Thank God! not yet so vilely can Massachusetts bow,
The spirit of her early time is with her even now.
Dream not, because her Pilgrim blood moves slow, and calm, and cool,
She thus can stoop her chainless neck, a sister's slave and tool!
For ourselves and for our children, the vow which we have given
For Freedom and Humanity, is registered in Heaven.
No slave-hunt in our borders! No pirate on our strand!
No fetters in the Bay State! No slave upon our land!
J.G. WHITTIER.

THE HIGHER LAW.

Man was not made for forms, but forms for man;
And there are times when Law itself must bend
To that clear spirit, that hath still outran
The speed of human justice.

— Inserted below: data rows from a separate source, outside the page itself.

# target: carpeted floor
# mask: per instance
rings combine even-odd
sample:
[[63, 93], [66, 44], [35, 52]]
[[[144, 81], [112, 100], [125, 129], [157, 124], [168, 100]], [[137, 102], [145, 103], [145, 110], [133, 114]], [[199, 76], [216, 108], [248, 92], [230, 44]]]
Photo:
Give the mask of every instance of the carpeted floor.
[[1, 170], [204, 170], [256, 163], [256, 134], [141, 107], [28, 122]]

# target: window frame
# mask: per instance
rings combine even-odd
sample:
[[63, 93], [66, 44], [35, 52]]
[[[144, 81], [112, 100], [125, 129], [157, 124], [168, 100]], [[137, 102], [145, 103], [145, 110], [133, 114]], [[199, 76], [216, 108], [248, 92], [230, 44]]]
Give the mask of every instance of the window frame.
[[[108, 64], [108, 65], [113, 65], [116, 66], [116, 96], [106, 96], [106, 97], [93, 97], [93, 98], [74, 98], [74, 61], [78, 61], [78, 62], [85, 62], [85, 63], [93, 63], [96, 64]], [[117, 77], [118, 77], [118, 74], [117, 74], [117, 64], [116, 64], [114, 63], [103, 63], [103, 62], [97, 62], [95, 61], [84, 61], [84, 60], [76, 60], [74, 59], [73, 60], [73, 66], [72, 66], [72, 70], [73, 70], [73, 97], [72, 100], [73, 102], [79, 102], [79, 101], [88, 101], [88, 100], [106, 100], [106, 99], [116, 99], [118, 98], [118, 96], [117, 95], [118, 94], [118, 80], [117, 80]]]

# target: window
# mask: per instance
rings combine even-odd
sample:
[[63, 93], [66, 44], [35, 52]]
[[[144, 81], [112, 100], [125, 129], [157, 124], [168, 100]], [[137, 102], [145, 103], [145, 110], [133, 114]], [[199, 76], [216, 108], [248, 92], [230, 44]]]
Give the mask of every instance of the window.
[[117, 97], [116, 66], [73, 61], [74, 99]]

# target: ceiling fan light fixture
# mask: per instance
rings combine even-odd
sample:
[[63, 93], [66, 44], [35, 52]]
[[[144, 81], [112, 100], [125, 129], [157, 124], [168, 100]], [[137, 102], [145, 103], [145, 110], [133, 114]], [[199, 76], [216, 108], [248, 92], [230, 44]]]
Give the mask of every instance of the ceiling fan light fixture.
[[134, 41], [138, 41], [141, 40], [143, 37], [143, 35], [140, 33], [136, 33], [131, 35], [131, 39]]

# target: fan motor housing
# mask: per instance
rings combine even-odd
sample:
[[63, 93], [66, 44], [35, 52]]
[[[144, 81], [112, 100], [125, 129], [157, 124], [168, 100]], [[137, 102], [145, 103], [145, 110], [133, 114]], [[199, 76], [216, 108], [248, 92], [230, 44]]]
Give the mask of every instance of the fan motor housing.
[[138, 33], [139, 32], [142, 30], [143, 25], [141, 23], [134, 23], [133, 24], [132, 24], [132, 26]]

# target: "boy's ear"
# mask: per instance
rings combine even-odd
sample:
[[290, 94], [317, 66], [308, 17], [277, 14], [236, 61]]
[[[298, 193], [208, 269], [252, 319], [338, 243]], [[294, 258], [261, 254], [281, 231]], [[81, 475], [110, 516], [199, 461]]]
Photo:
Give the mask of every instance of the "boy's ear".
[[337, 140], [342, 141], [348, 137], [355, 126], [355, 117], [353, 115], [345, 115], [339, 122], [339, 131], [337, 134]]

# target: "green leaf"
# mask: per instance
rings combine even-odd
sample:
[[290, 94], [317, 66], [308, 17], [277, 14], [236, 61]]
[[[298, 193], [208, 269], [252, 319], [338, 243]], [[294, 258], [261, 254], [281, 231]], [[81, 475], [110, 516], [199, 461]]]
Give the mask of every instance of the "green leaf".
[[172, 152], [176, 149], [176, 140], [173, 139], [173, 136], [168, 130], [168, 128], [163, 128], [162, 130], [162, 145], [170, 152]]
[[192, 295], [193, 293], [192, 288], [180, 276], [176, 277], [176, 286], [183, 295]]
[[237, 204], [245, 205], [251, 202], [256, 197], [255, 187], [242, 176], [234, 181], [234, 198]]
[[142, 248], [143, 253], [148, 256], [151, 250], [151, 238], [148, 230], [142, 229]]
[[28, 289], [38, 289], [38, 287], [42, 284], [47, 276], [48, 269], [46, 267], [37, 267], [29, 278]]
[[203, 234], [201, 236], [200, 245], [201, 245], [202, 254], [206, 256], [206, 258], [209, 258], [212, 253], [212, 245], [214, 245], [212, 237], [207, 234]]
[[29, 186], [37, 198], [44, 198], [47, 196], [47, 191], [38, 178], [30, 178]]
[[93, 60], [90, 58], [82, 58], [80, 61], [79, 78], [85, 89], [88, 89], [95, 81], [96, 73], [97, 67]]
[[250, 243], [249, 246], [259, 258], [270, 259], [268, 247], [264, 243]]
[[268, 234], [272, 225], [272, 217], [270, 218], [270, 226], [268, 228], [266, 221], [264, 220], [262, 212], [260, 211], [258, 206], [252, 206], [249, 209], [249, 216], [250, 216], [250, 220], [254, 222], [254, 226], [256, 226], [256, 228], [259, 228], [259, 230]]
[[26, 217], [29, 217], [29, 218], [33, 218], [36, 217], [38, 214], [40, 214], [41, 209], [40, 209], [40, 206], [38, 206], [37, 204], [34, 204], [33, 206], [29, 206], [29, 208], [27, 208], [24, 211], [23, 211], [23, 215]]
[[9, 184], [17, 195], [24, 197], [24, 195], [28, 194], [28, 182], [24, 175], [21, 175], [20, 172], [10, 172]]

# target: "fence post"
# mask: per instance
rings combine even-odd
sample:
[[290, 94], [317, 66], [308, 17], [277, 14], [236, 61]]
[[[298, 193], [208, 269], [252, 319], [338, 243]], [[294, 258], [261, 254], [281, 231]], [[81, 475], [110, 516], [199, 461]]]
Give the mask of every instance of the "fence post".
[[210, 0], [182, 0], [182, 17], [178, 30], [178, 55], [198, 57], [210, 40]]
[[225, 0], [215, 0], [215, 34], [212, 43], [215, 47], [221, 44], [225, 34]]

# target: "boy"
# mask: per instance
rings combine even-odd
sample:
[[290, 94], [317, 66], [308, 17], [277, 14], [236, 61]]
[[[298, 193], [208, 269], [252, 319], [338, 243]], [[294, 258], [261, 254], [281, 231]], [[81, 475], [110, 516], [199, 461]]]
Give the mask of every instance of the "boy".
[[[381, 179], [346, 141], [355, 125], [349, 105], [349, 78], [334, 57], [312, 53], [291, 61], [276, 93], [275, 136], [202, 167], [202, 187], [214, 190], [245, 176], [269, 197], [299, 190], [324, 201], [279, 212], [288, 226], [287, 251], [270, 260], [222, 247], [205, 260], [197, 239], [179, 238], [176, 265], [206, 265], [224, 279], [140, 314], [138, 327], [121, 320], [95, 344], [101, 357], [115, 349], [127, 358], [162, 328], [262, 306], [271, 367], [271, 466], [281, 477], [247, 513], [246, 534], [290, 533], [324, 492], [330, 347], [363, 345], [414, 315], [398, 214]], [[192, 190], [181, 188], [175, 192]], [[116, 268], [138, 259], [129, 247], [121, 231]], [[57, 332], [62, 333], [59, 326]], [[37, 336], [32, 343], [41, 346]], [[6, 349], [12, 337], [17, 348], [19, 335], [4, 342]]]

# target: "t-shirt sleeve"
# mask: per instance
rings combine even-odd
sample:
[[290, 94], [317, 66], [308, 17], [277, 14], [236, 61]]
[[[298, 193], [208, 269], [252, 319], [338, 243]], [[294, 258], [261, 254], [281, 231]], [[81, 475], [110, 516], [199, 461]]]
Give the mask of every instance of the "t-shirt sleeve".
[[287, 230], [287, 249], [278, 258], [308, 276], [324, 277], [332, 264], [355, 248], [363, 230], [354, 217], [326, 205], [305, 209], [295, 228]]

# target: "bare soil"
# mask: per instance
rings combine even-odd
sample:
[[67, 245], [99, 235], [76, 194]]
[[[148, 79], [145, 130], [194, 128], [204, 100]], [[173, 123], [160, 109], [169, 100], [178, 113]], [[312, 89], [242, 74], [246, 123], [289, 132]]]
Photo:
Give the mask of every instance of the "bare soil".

In the end,
Potentates, not Humanity, must fall.
Water will find its level; fire will burn;
The winds must blow around this earthly ball;
This earthly ball by day and night must turn.
Freedom is typed in every element.
Man must be free! If not through law, why then
Above the law! until its force be spent,
And justice brings a better. When, O, when,
Father of Light! shall the great reckoning come,
To lift the weak, and strike the oppressor dumb?
C.P. CRANCH.

ON THE SURRENDER OF A FUGITIVE SLAVE.

Look on who will in apathy, and stifle, they who can,
The sympathies, the hopes, the words, that make man truly man;
Let those whose hearts are dungeoned up, with interest or with ease,
Consent to hear, with quiet pulse, of loathsome deeds like these.
I first drew in New England's air, and from her hardy breast
Sucked in the tyrant-hating milk, that will not let me rest;
And if my words seem treason to the dullard and the tame,
'Tis but my Bay State dialect — our fathers spake the same.
Shame on the costly mockery of piling stone on stone
To those who won our liberty! the heroes dead and gone!
While we look coldly on and see law-shielded ruffians slay
The men who fain would win their own! the heroes of to-day!
Are we pledged to craven silence? O, fling it to the wind,
The parchment wall that bars us from the least of human kind!
That makes us cringe, and temporize, and dumbly stand at rest,
While Pity's burning flood of words is red-hot in the breast!
We owe allegiance to the State; but deeper, truer, more,
To the sympathies that God hath set within our spirit's core.
Our country claims our fealty; we grant it so; but then
Before Man made us citizens, great Nature made us men!
Though we break our fathers' promise, we have nobler duties first,
The traitor to Humanity is the traitor most accurst.
Man is more than Constitutions. Better rot beneath the sod,
Than be true to Church and State, while we are doubly false to God!
JAMES RUSSELL LOWELL.

STANZAS FOR THE TIMES.

Shall tongues be mute, when deeds are wrought
Which well might shame extremest hell?
Shall freemen lock the indignant thought?
Shall Pity's bosom cease to swell?
Shall Honor bleed? Shall Truth succumb?
Shall pen, and press, and soul be dumb?
What! shall we guard our neighbor still.
While woman shrieks beneath his rod,
And while he tramples down, at will,
The image of a common God?
Shall watch and ward be round him set
Of Northern nerve and bayonet?
And shall we know, and share with him,
The danger and the growing shame?
And see our Freedom's light grow dim,
Which should have filled the world with flame?
And, writhing, feel, where'er we turn,
A world's reproach around us burn?
No! By each spot of haunted ground,
Where Freedom weeps her children's fall;
By Plymouth's rock, and Bunker's mound;
By Griswold's stained and shattered wall;
By Warren's ghost; by Langdon's shade;
By all the memories of our dead;
By their enlarging souls, which burst
The bands and fetters round them set;
By the free Pilgrim spirit, nursed
Within our bosoms yet;
By all above, around, below,
Be ours the indignant answer — NO!
J.G. WHITTIER.

1 The Hon. Josiah Quincy, while in Congress, always opposed the annexation of foreign territory to the United States, on the ground of its unconstitutionality.